In diesem Zusammenhang ist auch das Recht auf die Unversehrtheit des eigenen Körpers in Einklang zu bringen mit dem Grundsatz, dass Allgemeinwohl über Einzelwohl steht: Der Schutz der Volksgesundheit steht höher als die irrationale persönliche Ablehnung einer Impfung. Denn dass diese unwirksam und schädlich sei, ist bei den zugelassenen Impfstoffen eine nachweisbar falsche Behauptung. Es existiert zwar das Recht auf eine eigene Meinung, nicht aber ein Recht auf eigene Fakten. Dass der Staat die Personen, die sich nicht freiwillig impfen lassen, mit diesen Fakten versorgt, darf erwartet werden.
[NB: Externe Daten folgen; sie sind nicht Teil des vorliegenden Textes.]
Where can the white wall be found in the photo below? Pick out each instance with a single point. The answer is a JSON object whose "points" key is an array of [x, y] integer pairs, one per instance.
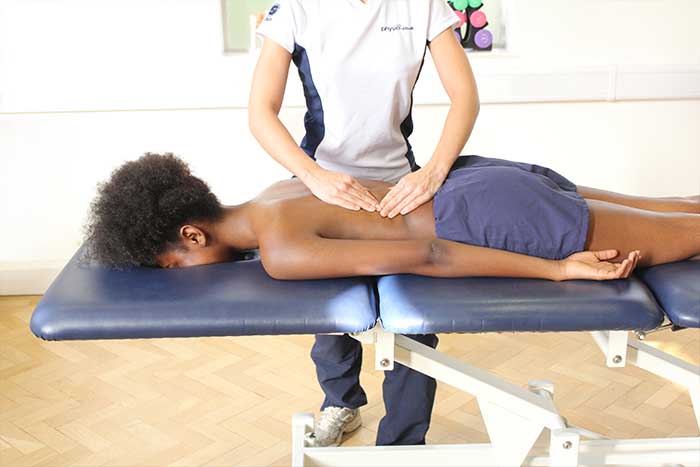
{"points": [[85, 85]]}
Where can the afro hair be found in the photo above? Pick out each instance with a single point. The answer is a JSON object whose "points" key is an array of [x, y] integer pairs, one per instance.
{"points": [[137, 213]]}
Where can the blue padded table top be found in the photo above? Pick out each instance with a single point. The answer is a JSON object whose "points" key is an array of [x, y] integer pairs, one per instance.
{"points": [[411, 304], [87, 301], [677, 288]]}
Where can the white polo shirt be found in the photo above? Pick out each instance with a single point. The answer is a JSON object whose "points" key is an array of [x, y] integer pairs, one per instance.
{"points": [[358, 63]]}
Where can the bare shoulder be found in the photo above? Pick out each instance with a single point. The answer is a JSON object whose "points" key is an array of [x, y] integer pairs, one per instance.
{"points": [[284, 189]]}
Und wer aus objektivierbaren medizinischen Gründen nicht geimpft werden kann, ist von der Impfpflicht ohnedies ausgenommen.

Allerdings gilt es, auch seitens des Staates einen Punkt rechtlich zu verankern: Gravierende Nebenwirkungen der Impfung sind zwar nahezu vernachlässigbar gering, können aber, wie bei jedem Medikament, vereinzelt dennoch auftreten. Wer übernimmt in diesen Fällen die Haftung? Das ist im Vorfeld unmissverständlich zu klären.

Dass im Idealfall die Impfbereitschaft, teils aus Gründen der Sorge um die eigene Gesundheit, teils auch aus Solidarität, dermaßen steigt, dass von einer Impfpflicht doch noch abgesehen werden kann, ist eine Wunschvorstellung aus psychologischen Gründen: Denn was aus der Erkenntnis des Sinns und einer daraus folgenden Überzeugung geschieht, ist immer nachhaltiger als eine erzwungene Verpflichtung.

Wenn solch eine erzwungene Verpflichtung aber trotz allem der einzige Weg bleibt, die Corona-Krise in den Griff zu bekommen, sprechen weder rechtliche noch medizinische und am allerwenigsten moralische Gründe dagegen.